We know from John’s Gospel over the last few weeks that all that the Father has, is the Son’s.  The Father gives his being, life, light, knowledge, and love to the Son.  The Spirit sends the Son into the world, and makes the Father known.  The Father sends the Spirit into the world, and the Son sends the Spirit.  It is a jolly eternal joy in the Trinity where all that is had is shared.  Nothing is held back, and there is only self and the giving of self to another.  All that is the Spirit’s belongs to the Father and the Son.  All that is the Son’s is the Father’s and the Spirit’s.  All that the Father has, is, you see of course, given to the Son and the Spirit.

Nothing, nothing is held back.  All is revealed, all is loved, all is returned to the one who loves.  There is no shadow of doubt, no restraint, no distance.

There is only love.

Now the problem with Trinity Sunday is that we have a very hard time figuring out how to relate the Trinity to our daily lives.  Why should we care?  Why should the Trinity matter to us at all?  How is human life different because the Trinity is the Trinity?

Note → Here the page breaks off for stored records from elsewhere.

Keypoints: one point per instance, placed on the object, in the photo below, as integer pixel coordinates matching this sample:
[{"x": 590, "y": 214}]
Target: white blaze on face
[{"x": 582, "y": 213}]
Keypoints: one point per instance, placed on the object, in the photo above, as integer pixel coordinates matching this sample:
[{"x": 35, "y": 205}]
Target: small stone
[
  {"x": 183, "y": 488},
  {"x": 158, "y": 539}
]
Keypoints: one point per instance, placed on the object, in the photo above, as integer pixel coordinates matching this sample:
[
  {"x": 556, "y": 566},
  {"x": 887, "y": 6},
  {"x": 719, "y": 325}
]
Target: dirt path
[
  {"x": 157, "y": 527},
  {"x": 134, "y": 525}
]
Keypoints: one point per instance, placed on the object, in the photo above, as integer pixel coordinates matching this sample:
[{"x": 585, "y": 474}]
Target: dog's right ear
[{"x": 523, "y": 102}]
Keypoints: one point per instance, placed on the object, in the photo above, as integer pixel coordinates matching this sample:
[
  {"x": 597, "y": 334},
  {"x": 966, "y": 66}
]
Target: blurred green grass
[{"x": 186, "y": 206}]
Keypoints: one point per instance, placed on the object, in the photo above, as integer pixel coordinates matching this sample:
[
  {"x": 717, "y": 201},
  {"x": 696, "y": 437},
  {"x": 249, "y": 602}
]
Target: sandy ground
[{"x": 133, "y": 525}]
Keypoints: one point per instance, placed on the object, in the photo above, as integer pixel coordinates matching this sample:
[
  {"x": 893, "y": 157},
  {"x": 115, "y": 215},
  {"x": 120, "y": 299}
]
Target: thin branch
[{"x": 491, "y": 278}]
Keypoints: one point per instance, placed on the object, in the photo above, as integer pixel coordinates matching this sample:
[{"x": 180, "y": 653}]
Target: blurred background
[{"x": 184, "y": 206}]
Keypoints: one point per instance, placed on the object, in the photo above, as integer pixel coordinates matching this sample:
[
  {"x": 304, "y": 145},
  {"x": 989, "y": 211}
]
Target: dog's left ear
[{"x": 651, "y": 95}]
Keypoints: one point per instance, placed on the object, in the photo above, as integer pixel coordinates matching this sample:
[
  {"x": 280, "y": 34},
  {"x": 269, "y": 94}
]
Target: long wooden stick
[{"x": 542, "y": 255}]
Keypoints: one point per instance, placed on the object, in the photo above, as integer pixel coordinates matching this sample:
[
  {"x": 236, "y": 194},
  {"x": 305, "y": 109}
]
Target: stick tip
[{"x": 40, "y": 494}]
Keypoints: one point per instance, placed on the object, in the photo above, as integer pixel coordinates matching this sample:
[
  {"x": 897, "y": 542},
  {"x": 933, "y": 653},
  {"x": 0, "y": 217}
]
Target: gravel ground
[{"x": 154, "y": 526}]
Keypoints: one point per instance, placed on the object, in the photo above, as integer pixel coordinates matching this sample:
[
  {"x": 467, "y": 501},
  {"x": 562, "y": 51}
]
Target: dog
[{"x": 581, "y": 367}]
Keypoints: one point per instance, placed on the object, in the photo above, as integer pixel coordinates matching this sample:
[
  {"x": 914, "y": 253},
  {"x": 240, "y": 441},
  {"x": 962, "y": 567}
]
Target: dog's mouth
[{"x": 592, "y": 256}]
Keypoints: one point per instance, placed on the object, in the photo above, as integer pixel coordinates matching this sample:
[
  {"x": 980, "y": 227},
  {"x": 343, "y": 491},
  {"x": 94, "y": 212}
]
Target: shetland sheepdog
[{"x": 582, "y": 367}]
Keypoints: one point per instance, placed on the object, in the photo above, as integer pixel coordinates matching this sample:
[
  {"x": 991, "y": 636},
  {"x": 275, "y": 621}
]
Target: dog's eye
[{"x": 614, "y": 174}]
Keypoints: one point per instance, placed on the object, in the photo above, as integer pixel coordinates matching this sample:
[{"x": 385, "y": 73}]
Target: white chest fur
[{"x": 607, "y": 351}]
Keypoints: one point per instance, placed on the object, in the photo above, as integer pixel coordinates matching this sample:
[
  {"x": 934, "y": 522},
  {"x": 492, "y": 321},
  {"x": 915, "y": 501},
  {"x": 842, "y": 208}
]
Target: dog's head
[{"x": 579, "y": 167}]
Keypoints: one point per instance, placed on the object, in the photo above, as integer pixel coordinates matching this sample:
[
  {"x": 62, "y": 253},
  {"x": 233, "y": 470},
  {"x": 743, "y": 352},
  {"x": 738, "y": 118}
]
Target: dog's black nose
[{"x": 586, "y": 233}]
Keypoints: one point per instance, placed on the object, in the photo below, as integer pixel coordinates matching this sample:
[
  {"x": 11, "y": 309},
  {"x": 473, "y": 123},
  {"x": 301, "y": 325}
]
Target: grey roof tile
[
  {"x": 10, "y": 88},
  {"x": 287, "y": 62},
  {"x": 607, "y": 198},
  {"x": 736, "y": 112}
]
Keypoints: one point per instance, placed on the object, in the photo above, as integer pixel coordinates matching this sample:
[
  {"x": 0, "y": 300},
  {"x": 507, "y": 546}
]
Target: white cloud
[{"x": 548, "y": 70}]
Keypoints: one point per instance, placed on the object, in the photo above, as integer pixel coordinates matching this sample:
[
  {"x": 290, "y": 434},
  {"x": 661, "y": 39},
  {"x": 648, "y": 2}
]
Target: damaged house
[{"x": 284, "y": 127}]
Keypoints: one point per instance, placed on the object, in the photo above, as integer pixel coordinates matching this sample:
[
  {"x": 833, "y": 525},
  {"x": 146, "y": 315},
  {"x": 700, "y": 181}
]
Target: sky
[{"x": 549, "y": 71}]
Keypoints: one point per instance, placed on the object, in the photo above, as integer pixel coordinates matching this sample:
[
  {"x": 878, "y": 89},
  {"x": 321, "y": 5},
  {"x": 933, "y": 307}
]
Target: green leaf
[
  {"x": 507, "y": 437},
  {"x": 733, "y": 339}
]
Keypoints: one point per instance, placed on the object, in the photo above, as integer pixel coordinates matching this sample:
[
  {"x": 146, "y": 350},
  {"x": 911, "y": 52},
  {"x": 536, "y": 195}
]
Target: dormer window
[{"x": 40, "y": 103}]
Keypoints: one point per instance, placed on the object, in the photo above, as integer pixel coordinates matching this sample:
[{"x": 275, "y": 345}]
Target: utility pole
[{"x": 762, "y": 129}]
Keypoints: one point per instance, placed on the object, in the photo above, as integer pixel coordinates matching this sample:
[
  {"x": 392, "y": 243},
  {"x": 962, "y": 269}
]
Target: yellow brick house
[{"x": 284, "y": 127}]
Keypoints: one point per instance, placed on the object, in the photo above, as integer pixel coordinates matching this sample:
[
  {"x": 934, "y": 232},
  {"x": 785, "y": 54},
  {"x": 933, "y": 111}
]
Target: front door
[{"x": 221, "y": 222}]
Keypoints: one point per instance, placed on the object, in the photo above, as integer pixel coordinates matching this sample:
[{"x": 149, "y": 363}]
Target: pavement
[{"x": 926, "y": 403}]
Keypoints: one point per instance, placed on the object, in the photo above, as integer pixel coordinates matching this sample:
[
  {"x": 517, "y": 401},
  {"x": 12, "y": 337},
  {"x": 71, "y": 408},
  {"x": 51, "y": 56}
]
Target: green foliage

Because everything comes from somewhere.

Let me tell you another story about a visitor.

He was…is…a man.  He came into the world and taught us to love one another.  To hold nothing back from one another, to love without barrier, without limit, without shadow or distance.  He taught us, naive and foreign as these ideas are, to give all we have to each other and to return all to the one who gives to us.  He taught us to live such that our lives are shared, communal, and always lived with another in mind.

He says “love one another.”  He says “give to one another.”  He says “be at peace with one another.”  And then he lays His life down for all of us.

And if you followed that man home…back to his eternal kingdom, what do you think you’d see, there, in the Trinity?  The heart that made all things, that made the stars, and humanity, and all that we have.  What would you see?

You would see that every moment of Jesus’ life and every teaching that he delivers makes sense when you see his home.

Because everything comes from somewhere.